I think the hardest challenge the school board faces is the need to end the football program because football is a tradition that is ingrained deep into the culture of the community. However, because it does more harm than is proper for what any community has a right to impose upon children, it is the only responsible choice. The biggest challenge is the problem of students graduating high school mathematically semi-literate and unprepared for the demands of higher education math and the demands of mathematical literacy in most modern industry.
What would you like to see done with the Milford Middle School building that was recently closed?

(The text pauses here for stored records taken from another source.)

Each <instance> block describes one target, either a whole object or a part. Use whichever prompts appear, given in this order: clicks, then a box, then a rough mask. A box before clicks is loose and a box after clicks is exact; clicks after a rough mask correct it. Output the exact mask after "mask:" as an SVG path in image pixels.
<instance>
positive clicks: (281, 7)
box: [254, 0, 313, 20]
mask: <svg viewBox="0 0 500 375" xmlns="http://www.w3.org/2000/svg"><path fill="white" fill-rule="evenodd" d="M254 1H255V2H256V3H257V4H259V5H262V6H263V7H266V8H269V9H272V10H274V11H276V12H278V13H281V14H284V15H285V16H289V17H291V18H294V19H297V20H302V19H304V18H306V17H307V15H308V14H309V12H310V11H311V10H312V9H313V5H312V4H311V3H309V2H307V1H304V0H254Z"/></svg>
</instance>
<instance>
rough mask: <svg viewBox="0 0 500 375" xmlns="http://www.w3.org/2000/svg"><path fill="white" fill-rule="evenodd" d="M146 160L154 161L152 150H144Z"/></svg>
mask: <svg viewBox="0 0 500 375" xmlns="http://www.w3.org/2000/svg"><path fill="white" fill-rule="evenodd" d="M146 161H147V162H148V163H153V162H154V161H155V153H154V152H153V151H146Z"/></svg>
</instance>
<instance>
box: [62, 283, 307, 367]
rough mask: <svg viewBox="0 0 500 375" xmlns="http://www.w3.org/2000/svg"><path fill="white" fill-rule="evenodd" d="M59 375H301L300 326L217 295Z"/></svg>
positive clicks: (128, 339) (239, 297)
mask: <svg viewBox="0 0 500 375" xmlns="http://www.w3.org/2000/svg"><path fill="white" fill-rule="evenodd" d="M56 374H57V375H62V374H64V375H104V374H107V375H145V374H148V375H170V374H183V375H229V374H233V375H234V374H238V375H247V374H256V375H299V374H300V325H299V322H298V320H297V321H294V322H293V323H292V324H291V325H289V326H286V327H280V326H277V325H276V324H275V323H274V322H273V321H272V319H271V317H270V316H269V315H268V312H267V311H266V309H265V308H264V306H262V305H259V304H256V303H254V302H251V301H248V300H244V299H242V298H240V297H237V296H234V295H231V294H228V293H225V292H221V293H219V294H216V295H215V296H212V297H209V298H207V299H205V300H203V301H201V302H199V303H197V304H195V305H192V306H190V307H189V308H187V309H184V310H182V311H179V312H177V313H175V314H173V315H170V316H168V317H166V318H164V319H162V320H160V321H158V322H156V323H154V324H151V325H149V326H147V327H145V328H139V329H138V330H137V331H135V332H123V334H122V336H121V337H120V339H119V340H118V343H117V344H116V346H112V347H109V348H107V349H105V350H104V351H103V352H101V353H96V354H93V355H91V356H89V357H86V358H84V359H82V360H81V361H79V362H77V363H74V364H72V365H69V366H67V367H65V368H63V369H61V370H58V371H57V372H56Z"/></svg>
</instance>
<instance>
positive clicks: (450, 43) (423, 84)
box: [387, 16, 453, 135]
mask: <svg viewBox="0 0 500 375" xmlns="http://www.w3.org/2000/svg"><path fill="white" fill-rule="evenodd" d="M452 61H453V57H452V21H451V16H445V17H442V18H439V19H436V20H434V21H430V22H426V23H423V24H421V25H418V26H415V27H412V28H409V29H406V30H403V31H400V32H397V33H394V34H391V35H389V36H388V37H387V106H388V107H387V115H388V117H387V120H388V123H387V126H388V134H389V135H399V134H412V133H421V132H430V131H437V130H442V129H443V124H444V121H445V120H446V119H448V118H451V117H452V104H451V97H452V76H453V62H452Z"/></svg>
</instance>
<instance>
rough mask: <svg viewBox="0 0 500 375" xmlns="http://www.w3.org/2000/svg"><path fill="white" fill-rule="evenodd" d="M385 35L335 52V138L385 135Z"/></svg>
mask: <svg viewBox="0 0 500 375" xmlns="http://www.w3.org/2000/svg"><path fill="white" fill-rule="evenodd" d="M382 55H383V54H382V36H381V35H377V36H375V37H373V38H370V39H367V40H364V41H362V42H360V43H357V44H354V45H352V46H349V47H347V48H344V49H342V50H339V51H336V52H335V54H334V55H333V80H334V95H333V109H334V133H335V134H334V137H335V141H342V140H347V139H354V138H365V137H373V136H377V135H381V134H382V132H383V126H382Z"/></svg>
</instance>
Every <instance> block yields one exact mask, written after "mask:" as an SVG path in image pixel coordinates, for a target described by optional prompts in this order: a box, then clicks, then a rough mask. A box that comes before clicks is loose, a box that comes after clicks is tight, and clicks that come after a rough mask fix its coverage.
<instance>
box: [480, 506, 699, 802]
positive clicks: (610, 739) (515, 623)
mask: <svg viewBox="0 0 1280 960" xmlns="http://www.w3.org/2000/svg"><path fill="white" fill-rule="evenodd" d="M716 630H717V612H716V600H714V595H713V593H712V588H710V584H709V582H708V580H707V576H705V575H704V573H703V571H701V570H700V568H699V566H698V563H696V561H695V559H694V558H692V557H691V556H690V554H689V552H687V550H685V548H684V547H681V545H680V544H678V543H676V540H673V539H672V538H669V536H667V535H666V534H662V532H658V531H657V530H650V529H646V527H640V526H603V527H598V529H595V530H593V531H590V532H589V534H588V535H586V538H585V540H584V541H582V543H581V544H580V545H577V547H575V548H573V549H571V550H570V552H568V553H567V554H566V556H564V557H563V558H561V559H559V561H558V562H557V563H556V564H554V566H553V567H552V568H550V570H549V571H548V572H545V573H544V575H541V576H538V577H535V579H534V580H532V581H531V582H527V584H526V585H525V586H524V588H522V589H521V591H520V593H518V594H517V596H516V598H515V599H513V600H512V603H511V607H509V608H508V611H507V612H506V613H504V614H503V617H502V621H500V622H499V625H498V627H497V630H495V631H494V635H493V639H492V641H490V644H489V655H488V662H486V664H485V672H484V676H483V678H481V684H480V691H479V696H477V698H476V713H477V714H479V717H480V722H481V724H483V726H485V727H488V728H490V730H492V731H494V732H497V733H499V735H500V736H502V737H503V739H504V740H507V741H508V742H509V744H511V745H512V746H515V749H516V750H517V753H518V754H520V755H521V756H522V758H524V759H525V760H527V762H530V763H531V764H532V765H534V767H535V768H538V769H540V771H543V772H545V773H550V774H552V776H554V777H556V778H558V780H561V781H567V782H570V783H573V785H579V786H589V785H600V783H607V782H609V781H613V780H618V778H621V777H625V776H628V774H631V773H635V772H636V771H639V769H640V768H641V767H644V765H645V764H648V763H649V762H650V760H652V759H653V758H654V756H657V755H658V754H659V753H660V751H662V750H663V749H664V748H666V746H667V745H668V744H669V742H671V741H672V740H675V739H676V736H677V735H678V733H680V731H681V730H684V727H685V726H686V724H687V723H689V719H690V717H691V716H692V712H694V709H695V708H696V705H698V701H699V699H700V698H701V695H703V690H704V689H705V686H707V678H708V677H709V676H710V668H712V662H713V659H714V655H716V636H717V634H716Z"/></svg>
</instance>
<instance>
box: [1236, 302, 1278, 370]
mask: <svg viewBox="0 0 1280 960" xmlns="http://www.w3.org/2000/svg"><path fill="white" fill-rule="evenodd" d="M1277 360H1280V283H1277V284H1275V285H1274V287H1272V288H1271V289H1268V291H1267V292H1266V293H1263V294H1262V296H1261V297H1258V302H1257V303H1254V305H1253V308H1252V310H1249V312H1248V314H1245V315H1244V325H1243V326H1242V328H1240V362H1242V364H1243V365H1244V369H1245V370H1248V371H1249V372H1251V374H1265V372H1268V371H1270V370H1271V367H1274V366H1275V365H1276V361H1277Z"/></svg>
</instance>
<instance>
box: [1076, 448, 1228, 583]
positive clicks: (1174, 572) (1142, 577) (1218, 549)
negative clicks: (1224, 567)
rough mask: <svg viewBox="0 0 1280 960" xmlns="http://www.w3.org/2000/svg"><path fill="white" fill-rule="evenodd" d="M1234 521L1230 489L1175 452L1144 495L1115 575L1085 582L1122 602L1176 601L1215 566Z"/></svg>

A comparison between the cost of repair and the cost of replacing an unserviceable building must be carefully studied. It is my understanding that it is likely to be cheaper in the long run to replace it with a modern energy and maintenance efficient building. Whether it is cheaper to demolish the old building or to leave it for some purpose such as storage must be made by consensus of the school board.
How do you feel about the implementation of three additional School Resource Officers in the District?
I want to see proof that additional we need three additional School Resource Officers before going forward with recruiting them.
What are your thoughts surrounding DCAS testing ?
DCAS testing is a tool for gaining part of the picture of how well students are learning. However, if in higher education there is no such testing required to earn a bachelor’s degree because the grades in the individual courses are considered accurate enough to judge academic performance, and even in some master’s degree programs there is no such testing, (For a PhD there are comprehensive exams separate from the course exams.), I am skeptical that DCAS is necessary to determine whether a student who made good enough grades passing all required courses has fulfilled what should be required to graduate.
Why should voters choose you on election day ?
As far as I know, I am the only candidate who dares to propose the phasing out of football and the removing of vending machines. The public deserves the choice in this matter. I also work in the higher education system and I know what it takes to succeed in college or university. I will bring to bear this knowledge and experience to try to prepare students for higher education, which in today’s society, is a must if a young person is not to be condemned to a likelihood of lifetime poverty. I also want to see the liberal arts, (literature, visual arts, and music training electives) preserved because these things, even though they do not directly teach how to make a living, teach people how to live, how to experience empathy, and how to be more human so that they will be better and more responsible citizens than so many economically successful executives of such corporations as the bankers on Wall Street who were convicted of crimes and tobacco and commercial food executives who think there is nothing wrong with destroying public health in order to maximize profit.